The idea is that the malicious artifact contains a large compressed file, as the artifact has been tampered with, and the checksum of that file can only be verified once it is fully extracted.
And the extraction would fill up the device to the max capacity.
I’m sorry, I’m not too familiar with the module implementations, so @kacf will have to confirm when he gets back, but:
From looking at the code, it is using fifo's and streams the payloads, so in general, you would not be able to fill up the running memory of your device, from just having a zip-bomb in the Artifact.
So in general the extraction should not be a problem, it seems to me.
For the modules themselves though, I am not sure, as they are free to buffer all the data from the input stream, if they so like.
I will defer the investigation here, and then @kacf will confirm next week if I’m wrong or I’m right
In the meantime, it’d be interesting if you could provice a PoC
Hey @fergaloconnor, good that your are putting our software to the test! It’s important to verify these things.

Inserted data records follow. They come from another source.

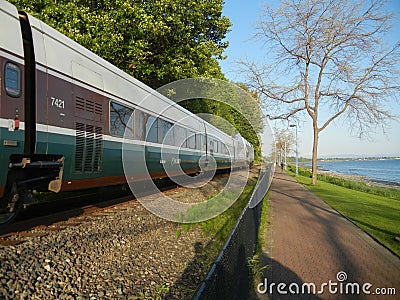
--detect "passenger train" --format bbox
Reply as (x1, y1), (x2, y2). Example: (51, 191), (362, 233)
(0, 0), (254, 223)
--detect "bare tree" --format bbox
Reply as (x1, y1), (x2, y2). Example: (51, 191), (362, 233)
(272, 127), (296, 162)
(239, 0), (400, 184)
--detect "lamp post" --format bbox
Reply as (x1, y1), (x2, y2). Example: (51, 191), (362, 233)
(289, 124), (299, 177)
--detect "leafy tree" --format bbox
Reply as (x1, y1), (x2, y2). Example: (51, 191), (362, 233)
(10, 0), (262, 158)
(241, 0), (400, 184)
(10, 0), (231, 88)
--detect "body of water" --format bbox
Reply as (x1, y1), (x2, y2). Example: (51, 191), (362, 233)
(306, 159), (400, 186)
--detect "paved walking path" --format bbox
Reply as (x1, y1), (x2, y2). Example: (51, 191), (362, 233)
(259, 168), (400, 299)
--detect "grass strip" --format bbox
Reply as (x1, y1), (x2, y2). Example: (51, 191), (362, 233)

The issue is known and documented in the Update Modules specification, but the issue about filling up disk space is not explicitly mentioned. The majority of Update Modules do not implement this state, but leaves it to Mender, in which case it will dump the file on data partition. And yes, you could fill up the disk with this method. But as far as I can tell, it is at most a temporary DoS attack vector, where the disk would be filled up until it got an error code, which would immediately trigger the cleanup path, which frees up the space again.

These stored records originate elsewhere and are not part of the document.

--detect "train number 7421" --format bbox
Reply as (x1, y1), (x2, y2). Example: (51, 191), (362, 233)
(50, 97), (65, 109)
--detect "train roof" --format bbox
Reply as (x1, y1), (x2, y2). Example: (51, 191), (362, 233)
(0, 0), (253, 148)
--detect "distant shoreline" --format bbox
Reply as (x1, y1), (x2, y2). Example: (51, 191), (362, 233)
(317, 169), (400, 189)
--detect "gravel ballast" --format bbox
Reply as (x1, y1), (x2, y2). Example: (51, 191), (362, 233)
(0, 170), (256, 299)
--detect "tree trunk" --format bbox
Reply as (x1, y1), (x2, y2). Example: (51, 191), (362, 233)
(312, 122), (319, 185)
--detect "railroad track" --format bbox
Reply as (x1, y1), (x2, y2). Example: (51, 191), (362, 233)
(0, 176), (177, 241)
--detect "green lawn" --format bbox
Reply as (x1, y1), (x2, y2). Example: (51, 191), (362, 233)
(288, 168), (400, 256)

The worst attack I can imagine is if you have some control over the download source, and you know in advance approximately how much free space the device has. Then you could stream the file until the byte right before the disk fills up, and then stall the download there, which would leave the device in a filled up, or almost filled up state for long time. This would go through several rounds of timing out and retrying, which could take hours in some cases, and during this time the device would be filled with garbage. But it’s a very elaborate attack, which requires access to a great deal of the infrastructure the device connects to, and even if executed successfully, the effects would still be temporary and would not do any real damage.
One way that this could be solved is to have a size field somewhere in the header data, but this would have to be added quite carefully, in a way that cannot itself be subject to an “exploding zip” attack. After all, the header is extracted in the same way as the data. Maybe a combination with an upper limit on the header data; 10M so should provide more than enough for the foreseeable future (if you need more you really should be using the data section).
OK - so the client will get triggered into the cleanup path. That’s great! So the vulnerability isn’t really there aside from your example of a worst attack.
In our case with S3, control over the download source there is near impossible I would imagine. So this is more a case by case basis depending on the download source used by others.
And agreed, the size field would solve that issue, as extreme as the attack vector is!